Jérémy Ménez évoque son regret

Aujourd'hui attaquant au Paris FC, Jérémy Ménez a évoqué son unique regret dans sa carrière : le manque de travail.

Au cours d'un entretien pour Le Parisien, Jérémy Ménez s'est confié comme rarement sur sa carrière. L'attaquant de 32 ans, qui a signé au Paris FC il y a quelques semaines, a notamment évoqué son arrivée en Ligue 2, après avoir connu de nombreux clubs prestigieux comme le Milan AC ou le Paris Saint-Germain. "Arriver en L2 fait mal à l'égo ? Cela peut faire mal à l'ego quand on a des choses à prouver. Moi, je n'ai rien à prouver, si ce n'est à moi-même et ma famille. Je me moque de ce que les gens peuvent penser. Je sais ce que j'ai fait dans ma vie, dans ma carrière. Chacun, bien sûr, est libre de penser ce qu'il veut. La vie fait que, de toute façon, on ne peut pas être aimé de tous" explique-t-il.
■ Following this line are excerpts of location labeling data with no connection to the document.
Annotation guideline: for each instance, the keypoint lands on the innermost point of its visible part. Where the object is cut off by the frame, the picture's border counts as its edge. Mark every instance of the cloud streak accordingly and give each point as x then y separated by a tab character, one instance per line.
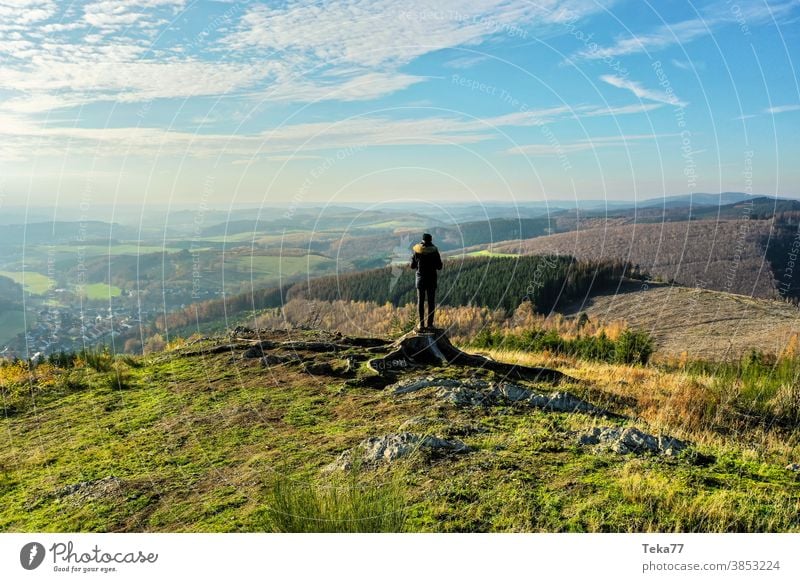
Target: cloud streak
641	92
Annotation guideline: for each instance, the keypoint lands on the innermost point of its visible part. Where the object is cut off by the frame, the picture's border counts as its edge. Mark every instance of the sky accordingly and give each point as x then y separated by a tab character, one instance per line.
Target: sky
219	103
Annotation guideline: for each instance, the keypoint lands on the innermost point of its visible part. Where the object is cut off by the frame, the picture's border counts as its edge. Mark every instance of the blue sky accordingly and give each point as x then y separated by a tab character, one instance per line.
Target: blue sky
156	101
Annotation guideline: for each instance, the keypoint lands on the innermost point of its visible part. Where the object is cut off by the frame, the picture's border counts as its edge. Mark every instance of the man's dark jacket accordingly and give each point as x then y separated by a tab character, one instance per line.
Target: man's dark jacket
426	260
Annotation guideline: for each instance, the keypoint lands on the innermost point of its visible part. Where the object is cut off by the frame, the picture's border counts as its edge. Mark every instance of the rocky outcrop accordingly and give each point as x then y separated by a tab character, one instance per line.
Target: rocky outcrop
433	348
477	392
632	440
375	451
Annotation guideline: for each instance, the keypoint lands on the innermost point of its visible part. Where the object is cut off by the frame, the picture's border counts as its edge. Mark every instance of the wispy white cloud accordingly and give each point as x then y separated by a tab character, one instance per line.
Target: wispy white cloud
782	109
591	144
693	65
642	92
746	13
19	134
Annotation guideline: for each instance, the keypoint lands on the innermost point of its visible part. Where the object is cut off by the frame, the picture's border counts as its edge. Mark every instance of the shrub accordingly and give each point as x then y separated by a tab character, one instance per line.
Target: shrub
340	506
633	347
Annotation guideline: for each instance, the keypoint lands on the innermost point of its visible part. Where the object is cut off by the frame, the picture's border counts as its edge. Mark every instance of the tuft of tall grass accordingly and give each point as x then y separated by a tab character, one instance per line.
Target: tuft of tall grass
342	505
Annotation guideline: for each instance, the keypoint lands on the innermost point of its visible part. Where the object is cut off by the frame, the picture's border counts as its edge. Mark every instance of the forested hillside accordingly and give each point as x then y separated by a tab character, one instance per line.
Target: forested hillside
496	282
725	255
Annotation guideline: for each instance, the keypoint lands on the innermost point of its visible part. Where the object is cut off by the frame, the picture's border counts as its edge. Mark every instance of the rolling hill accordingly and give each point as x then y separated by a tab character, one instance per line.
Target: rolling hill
724	255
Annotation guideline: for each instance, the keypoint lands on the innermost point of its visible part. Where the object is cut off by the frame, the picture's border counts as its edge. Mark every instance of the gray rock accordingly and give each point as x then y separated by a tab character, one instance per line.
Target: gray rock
278	359
632	440
564	402
462	396
477	392
446	427
374	451
414	384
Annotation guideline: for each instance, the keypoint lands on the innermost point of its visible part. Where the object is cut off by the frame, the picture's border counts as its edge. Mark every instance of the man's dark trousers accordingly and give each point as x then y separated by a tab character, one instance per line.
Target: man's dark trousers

Interrogé, également, sur son image clivante, Ménez concède qu'il l'a "cherché" en évitant de s'ouvrir aux autres. "Cette image, je vis avec. Soyons francs, je l'ai peut-être cherché aussi, à un moment donné c'était un peu ma personnalité de ne pas m'ouvrir. Mais avec l'âge, avec les enfants, on change, on évolue. Reste que vous pouvez interroger tous les groupes dans lesquels je suis passé, peu de gens vous diront du mal de moi" assure-t-il. "Pour moi, c'est ça le plus important. C'est vrai, je ne me suis pas beaucoup ouvert, notamment à la presse. Mais je suis comme ça, ça fait partie de ma personnalité".
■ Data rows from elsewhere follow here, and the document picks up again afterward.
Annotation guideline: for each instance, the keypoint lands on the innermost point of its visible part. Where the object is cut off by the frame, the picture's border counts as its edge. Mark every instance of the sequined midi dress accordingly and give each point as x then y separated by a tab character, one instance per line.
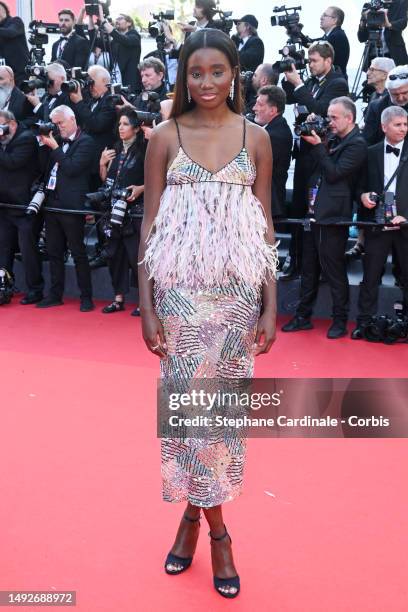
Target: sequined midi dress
208	257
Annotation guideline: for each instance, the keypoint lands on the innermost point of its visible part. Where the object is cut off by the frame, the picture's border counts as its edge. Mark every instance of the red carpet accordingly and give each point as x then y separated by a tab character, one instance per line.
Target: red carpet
321	526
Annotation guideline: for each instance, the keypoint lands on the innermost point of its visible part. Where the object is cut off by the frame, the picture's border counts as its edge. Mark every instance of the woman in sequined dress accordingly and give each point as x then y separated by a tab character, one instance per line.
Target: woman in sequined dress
207	275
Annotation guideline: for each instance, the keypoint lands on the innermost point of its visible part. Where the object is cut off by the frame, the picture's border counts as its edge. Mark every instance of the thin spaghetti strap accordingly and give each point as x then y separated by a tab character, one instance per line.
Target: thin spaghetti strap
178	132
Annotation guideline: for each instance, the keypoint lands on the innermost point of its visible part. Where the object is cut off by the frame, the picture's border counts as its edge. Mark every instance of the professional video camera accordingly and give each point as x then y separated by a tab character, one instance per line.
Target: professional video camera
78	79
374	16
92	7
6	287
319	124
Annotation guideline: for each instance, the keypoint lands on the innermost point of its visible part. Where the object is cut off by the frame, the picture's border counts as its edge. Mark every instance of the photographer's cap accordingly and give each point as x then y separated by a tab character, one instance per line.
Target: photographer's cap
251	19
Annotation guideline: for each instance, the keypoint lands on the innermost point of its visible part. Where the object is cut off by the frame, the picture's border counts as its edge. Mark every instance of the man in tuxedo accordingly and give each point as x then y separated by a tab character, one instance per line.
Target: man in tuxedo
250	47
269	109
395	22
56	75
331	193
11	98
330	22
13	43
126	49
18	169
68	162
71	47
383	160
397	95
315	94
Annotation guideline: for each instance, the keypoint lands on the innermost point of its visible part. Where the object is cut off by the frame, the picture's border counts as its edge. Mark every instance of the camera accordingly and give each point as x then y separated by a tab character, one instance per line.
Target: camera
6	287
320	125
78	79
92	7
4	130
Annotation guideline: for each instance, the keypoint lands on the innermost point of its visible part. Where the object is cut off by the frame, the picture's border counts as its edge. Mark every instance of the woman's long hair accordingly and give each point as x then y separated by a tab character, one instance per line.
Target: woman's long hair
204	39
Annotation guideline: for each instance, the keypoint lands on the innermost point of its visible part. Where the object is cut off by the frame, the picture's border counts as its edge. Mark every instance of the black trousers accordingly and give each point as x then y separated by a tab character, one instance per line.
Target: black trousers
25	230
377	247
62	230
323	250
123	254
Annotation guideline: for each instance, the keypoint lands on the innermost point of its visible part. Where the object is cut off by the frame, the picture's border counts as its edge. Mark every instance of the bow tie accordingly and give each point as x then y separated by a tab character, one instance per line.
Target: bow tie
390	149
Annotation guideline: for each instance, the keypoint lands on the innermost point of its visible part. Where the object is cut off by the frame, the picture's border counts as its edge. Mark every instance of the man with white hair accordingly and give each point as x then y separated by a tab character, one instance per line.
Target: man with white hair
68	160
386	171
397	94
11	98
56	75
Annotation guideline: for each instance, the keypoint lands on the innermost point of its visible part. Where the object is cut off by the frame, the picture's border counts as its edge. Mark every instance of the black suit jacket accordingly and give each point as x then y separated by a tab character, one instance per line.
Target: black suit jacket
252	54
13	46
340	171
126	50
372	179
98	123
397	15
20	107
73	174
338	39
281	140
18	168
76	51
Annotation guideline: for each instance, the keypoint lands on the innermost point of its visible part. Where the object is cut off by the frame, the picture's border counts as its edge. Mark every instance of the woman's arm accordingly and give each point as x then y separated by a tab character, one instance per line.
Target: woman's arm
262	190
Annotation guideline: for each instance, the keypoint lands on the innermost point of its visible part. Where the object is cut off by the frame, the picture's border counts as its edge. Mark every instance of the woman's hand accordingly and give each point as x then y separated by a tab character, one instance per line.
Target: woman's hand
137	190
153	333
265	334
107	156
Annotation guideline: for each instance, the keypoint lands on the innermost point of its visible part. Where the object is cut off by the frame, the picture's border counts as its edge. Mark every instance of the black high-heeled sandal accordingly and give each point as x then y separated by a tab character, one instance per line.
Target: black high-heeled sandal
226	582
185	562
115	306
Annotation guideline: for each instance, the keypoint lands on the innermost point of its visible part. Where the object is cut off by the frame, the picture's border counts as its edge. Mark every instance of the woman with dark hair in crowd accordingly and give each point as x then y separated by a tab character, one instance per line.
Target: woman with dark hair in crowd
207	276
122	167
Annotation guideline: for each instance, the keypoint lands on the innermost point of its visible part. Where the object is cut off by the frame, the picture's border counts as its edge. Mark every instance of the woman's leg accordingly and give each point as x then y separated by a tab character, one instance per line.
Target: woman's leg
221	550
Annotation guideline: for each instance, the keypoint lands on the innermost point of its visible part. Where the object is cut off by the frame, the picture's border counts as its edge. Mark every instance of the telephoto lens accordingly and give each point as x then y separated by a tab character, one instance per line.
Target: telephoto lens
35	205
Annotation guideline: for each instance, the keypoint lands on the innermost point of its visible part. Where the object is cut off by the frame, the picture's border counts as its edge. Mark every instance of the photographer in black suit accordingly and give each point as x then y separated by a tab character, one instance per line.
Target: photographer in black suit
68	162
11	98
397	95
384	160
250	47
330	22
126	49
13	43
315	94
18	169
71	47
269	109
331	193
56	75
395	19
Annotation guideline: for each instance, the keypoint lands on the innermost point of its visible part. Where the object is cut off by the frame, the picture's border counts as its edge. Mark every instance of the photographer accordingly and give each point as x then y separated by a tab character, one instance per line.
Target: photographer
126	48
13	43
397	95
18	169
330	22
384	160
269	109
122	168
96	115
68	162
11	98
56	75
71	47
250	46
315	95
331	192
395	22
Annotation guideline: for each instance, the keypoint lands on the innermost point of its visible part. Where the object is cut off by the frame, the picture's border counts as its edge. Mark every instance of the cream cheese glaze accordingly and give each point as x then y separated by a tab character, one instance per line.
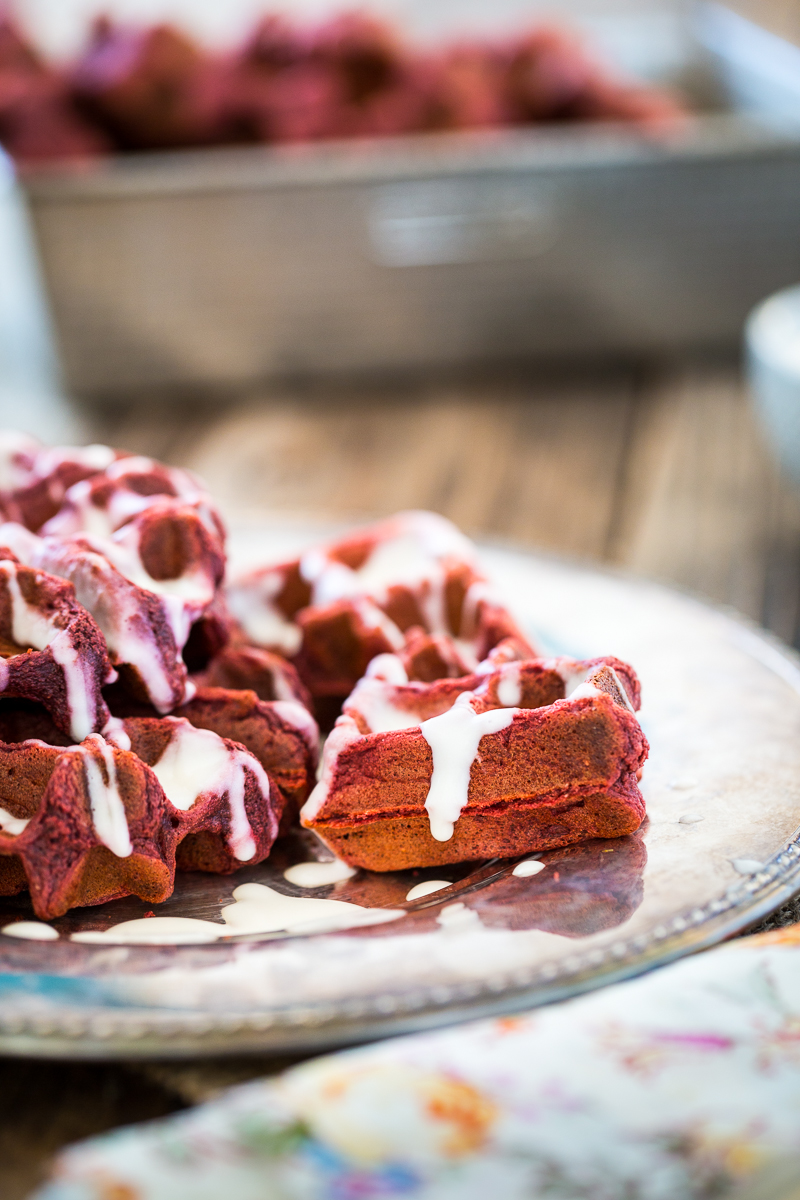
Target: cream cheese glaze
257	910
317	875
198	761
31	628
107	809
453	738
Très talentueux et considéré comme un immense espoir de la génération 87, l'attaquant de 32 n'a, finalement, pas eu la carrière qu'on lui promettait. Et il a un regret vis-à-vis de tout ça : "Le seul regret, peut-être, c'est de ne pas avoir bossé davantage. Quand on sait, en toute modestie, qu'on a un peu plus de talent que les autres, on a tendance à en faire un peu moins. Je me suis un peu reposé sur mes lauriers. Et ça, plus le temps passe, plus ça se ressent. Alors si c'était à refaire, je travaillerais un peu plus. Mais je n'ai pas de rêves inachevés. Chacun mérite ce qu'il a. Si j'avais vraiment voulu, j'aurais sans doute fait ce qu'il fallait". Au moins, c'est clair.